They smoked a bit more. Brenda said, “I haven’t smoked since high school. Out by the portables. I never quite got the hang of it.”
“What year did you graduate?”
She told him.
“So we’re the exact same age.”
“Gee. Isn’t that thrilling.” She stubbed out her cigarette. “I have to go.”
“Meet again?”
Brenda paused, then said, “Okay. Same time and place, one week from now.”
“Done.”
And so for months they met once a week, and each time they did, Barry asked a little bit more about Brenda and, against her better instincts, she told him a little bit more, while he never bothered to offer much about himself in the bargain. But at least, she thought, she never told Barry her biggest secret, a secret that would change everything between them in a manner Brenda definitely didn’t want.
Slowly, gradually, the weekly tryst became the highlight of Brenda’s week. Then, one afternoon, she looked out the window and saw that the peach tree was blossoming like it was the first time they’d met.
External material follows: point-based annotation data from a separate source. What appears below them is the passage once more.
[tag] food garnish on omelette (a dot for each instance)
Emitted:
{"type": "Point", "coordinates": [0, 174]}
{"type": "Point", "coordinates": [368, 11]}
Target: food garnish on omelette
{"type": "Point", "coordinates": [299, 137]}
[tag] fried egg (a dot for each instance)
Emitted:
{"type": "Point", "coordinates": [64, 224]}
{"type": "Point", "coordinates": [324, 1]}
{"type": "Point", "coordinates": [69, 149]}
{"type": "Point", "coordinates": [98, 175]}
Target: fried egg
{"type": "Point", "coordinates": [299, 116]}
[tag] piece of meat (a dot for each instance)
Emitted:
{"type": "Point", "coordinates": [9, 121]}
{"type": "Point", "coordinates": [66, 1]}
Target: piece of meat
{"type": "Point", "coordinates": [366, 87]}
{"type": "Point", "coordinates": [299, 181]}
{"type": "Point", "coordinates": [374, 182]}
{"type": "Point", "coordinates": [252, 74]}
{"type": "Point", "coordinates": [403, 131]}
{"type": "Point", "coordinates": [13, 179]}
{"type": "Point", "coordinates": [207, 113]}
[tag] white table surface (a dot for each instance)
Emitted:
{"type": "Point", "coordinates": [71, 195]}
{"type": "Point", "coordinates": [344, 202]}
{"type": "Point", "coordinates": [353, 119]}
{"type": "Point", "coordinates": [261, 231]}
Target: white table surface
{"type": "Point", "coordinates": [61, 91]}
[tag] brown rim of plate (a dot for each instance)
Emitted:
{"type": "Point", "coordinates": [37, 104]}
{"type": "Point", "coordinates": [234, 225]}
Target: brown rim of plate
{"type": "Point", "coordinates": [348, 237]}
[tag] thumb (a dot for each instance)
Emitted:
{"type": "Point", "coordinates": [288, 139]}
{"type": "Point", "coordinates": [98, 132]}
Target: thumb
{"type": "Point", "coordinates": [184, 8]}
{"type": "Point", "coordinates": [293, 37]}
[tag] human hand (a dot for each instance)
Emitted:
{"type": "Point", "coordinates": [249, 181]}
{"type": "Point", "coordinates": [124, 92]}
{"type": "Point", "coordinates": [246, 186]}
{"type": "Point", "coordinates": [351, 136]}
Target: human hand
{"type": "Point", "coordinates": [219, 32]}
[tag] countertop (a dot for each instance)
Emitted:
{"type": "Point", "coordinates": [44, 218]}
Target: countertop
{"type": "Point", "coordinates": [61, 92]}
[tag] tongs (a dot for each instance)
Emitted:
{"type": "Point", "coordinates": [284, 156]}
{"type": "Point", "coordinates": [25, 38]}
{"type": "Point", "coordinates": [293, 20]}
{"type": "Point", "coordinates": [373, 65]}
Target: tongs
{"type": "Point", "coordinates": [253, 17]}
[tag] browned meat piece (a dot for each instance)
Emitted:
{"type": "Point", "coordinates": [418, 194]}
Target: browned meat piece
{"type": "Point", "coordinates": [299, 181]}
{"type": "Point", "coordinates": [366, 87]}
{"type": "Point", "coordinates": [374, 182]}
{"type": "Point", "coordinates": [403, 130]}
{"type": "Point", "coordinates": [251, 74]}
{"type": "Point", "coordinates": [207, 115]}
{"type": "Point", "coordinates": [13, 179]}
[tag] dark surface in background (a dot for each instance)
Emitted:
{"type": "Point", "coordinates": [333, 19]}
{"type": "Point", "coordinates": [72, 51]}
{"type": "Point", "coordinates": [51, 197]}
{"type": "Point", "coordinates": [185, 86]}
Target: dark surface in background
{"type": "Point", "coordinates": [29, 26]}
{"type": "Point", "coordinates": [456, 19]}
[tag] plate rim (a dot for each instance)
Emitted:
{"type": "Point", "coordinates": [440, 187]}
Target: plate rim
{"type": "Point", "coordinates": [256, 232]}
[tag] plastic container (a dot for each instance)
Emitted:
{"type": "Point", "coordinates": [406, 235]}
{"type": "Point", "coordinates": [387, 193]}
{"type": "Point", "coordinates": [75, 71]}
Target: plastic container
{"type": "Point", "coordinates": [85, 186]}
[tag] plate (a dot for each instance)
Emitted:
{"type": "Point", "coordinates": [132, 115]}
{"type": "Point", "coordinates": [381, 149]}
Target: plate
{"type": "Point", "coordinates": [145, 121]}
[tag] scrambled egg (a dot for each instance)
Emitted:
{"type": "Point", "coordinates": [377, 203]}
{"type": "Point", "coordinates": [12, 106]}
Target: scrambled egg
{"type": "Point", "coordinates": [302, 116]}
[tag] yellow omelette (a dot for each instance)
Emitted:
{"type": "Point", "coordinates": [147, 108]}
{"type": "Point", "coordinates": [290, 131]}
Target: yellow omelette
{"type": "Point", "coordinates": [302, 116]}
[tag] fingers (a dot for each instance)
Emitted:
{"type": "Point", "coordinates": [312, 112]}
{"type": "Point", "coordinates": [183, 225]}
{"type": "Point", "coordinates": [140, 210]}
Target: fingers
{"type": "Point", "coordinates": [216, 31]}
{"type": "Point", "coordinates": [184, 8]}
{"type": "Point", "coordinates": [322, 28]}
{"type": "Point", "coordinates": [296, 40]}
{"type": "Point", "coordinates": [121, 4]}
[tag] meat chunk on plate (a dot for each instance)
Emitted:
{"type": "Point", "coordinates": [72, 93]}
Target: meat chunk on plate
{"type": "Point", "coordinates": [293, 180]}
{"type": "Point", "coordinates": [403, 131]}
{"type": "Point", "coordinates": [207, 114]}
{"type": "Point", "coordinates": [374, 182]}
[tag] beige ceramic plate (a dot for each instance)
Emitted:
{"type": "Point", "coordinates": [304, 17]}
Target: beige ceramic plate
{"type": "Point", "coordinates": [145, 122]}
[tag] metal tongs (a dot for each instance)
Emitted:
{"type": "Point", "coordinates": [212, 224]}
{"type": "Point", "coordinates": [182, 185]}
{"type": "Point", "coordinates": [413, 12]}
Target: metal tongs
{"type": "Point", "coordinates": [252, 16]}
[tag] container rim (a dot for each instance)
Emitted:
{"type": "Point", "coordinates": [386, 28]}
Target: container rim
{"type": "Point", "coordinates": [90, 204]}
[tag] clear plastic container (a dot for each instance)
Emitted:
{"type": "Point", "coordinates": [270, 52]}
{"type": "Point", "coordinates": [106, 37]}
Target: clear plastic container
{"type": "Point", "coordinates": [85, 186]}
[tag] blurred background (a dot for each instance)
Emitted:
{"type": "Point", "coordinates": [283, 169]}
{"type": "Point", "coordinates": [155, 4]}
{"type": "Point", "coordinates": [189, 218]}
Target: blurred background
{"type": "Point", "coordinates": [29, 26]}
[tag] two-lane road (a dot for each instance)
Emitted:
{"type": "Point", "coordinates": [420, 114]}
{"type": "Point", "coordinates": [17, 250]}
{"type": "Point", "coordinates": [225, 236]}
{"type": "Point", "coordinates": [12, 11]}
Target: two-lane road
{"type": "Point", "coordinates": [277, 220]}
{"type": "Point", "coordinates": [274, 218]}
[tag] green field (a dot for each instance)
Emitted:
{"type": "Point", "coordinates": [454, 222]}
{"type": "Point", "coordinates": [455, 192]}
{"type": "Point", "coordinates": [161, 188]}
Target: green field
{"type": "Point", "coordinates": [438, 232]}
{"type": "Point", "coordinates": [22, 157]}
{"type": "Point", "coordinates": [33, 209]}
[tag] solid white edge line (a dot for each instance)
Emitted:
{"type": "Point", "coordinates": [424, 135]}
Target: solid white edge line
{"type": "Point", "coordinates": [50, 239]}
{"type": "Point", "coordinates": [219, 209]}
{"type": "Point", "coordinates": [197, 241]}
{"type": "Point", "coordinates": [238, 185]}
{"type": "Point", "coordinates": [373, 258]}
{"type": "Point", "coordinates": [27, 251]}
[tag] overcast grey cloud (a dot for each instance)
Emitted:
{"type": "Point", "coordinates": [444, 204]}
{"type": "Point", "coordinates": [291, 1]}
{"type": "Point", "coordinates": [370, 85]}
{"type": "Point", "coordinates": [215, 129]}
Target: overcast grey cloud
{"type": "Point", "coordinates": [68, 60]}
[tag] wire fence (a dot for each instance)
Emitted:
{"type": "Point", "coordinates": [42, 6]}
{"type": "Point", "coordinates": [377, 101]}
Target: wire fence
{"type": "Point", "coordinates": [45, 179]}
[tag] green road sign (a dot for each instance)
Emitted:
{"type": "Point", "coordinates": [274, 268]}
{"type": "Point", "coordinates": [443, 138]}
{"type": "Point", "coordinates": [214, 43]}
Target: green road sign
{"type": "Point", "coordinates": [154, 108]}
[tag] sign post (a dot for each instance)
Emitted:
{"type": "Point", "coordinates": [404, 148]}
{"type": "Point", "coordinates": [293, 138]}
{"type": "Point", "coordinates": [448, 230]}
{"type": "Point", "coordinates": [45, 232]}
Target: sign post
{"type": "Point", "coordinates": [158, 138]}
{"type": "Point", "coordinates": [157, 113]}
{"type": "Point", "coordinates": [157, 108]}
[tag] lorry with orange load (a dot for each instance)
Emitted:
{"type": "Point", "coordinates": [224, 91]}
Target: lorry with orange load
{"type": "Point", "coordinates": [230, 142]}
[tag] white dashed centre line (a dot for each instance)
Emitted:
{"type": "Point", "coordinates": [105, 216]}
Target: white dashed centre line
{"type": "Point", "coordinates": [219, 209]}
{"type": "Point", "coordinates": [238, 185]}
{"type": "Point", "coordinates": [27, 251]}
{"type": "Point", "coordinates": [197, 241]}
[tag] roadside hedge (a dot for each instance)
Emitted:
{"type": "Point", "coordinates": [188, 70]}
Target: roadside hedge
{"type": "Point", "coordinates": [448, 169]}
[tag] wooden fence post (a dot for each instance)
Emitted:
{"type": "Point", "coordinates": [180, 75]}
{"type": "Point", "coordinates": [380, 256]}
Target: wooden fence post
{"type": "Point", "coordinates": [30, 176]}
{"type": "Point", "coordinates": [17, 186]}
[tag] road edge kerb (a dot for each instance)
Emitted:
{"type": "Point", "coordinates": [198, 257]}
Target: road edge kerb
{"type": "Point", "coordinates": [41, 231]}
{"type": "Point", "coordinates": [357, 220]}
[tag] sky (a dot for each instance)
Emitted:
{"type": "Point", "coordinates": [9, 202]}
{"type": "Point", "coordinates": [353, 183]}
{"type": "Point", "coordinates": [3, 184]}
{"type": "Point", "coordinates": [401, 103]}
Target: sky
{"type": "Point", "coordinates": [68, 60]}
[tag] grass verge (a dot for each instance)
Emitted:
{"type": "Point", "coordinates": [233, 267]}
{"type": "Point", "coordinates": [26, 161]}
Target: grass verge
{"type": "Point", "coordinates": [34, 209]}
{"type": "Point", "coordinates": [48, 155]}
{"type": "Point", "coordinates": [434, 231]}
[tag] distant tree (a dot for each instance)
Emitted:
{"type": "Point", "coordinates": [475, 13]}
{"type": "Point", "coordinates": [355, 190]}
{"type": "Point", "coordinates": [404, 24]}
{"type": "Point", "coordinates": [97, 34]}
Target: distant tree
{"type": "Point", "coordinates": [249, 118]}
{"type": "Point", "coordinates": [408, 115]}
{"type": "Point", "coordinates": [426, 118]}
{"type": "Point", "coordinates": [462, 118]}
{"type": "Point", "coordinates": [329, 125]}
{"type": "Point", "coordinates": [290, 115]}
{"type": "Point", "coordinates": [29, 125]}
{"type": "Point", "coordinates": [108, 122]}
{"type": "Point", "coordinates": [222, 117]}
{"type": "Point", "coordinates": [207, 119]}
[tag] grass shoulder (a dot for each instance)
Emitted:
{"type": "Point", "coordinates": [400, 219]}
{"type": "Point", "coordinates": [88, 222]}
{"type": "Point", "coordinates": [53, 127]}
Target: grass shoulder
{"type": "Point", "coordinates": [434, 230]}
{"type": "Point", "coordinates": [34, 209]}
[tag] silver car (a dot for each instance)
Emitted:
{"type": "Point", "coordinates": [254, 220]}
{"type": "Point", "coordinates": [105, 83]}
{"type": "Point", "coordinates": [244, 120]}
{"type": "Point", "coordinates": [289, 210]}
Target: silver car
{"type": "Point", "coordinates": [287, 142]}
She realized that they’d been SWNSing for a full year and that it was no longer SWNSing—she was in love with him, although she didn’t think he felt the same way.
Realizing that she was in love was a pain, and few things make us feel so alone in this world as unrequited love.
Soon Brenda did what she knew she shouldn’t do: she told Barry she was in love with him. She was bracing herself for all kinds of worsts, but his reply simply shut her up: “If you want to spend more time around me, then join my flock. I’m a preacher.”
Brenda said she needed to go to the bathroom, which was really an excuse to buy a little time. She turned on the taps to make it sound like she was busy, but her full attention was on whether she could tolerate being a member of the preacher’s “flock.” You see, her biggest secret was that she was a priestess. There weren’t any rules for a situation like this.
She came out to find Barry the Preacher nearly fully dressed. She told him that yes, she would come, and he said, “I’ll see you on Sunday morning, then, at eleven.” He gave her directions and left.
Come Sunday, Brenda showed up to find a reasonably nice church that was maybe a little too close to the highway off-ramp for her taste, but it could have been worse.
Not only was Barry a preacher, but—surprise!—he had a wife and kids, a subject she’d never broached with him during their year of SWNSing. Barry’s wife was friendly in an impossible-to-hate way, and welcomed Brenda into the church, and after the service, as the congregation met downstairs in the church basement to welcome Brenda, she contemplated her bad decision-making amidst the bad lighting, the religious flashcards pinned to a corkboard and a scary upright piano.
Brenda didn’t go to meet Barry at their usual time and place that week, nor did she return to his church. After she missed the third week, Barry called her.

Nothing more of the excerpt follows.